▽ 結ぶのは、一人だけ 1
「そこのお嬢さん、俺のパートナーにならない?」
「……はい?」
少し風の強い夕暮れ、町での買い物を終え、家に帰ろうと森の入り口まで来たリアラにかけられた、突然の一言。
「…いきなり何でしょうか?」
「今言った通りだよ、俺のパートナーにならない?」
「…お断りします」
そう返して歩き出したリアラを追いかけるように男も歩き出す。
「えーなんでさ、俺強いよ?頼りになるよ?」
「確かにその気配の強さからしてお強いようですが、私にはもうパートナーがいますので」
「あーあのダンテって奴?いいじゃん、一人より二人いた方が安全だよ。君、魔獣に狙われやすいんだろ?」
男の言葉にピタリとリアラの足が止まる。
「…私の噂でもお聞きになりましたか?」
「君のことを知らない奴なんていないだろ?何せ、魔獣と魔女の子だ、そんな珍しい存在ならすぐ噂は広まる」
「私の力が目当てだと、そういうことですか」
「確かに君の力も魅力的だけど、俺は君の容姿に惹かれたんだ。君程きれいな魔女はそうそういないよ」
そう言って手を伸ばしてくる男の手を払い、リアラはその身に秘めた力のように鋭く冷たい目で男を睨む。
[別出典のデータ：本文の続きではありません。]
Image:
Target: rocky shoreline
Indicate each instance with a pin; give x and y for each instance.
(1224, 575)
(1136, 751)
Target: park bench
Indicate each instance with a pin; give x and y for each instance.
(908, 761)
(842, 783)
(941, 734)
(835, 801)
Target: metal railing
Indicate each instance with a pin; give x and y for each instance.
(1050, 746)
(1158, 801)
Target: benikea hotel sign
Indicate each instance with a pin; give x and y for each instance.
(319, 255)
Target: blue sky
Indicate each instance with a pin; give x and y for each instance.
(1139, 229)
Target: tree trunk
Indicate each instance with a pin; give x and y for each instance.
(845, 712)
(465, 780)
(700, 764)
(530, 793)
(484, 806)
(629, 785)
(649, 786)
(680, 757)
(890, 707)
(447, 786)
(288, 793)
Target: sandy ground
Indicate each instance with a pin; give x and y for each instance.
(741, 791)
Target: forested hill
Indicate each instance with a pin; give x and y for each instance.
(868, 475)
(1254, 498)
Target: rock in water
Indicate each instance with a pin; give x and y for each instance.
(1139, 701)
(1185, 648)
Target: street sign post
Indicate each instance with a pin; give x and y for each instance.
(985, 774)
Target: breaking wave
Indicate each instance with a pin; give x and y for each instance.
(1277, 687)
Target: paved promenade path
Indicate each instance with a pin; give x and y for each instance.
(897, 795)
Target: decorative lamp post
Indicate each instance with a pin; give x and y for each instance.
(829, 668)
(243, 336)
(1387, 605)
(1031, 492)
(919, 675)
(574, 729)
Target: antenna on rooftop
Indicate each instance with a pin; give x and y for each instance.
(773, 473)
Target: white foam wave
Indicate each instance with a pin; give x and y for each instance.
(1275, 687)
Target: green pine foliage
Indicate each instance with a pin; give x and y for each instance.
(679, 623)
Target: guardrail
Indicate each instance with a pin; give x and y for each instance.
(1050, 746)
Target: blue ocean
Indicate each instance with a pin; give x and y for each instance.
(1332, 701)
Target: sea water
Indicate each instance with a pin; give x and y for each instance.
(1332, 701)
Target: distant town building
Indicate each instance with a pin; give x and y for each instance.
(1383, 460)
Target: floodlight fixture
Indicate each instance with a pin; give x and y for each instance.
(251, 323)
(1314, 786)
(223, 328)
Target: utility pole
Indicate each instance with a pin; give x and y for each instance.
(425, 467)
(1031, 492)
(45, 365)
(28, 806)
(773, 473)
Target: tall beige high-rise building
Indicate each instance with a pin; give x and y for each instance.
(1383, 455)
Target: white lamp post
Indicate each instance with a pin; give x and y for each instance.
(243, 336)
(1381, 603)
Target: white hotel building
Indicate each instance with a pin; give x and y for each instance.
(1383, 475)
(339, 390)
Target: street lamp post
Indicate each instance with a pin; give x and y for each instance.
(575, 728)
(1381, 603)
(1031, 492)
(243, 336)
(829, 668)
「口説きに来たのならお断りよ。今すぐ帰りなさい、でないと…容赦しないわよ」
自分に向かって杖を突きつけるリアラにおお怖い、と男は大げさに両手を挙げる。
「わかったよ、今日はここまでにしておく。けれど、俺は諦めないよ」
「…勝手にしたら?」
ふいっと顔を背け、リアラは森の奥に消えていく。リアラの後ろ姿を見つめ、男は呟く。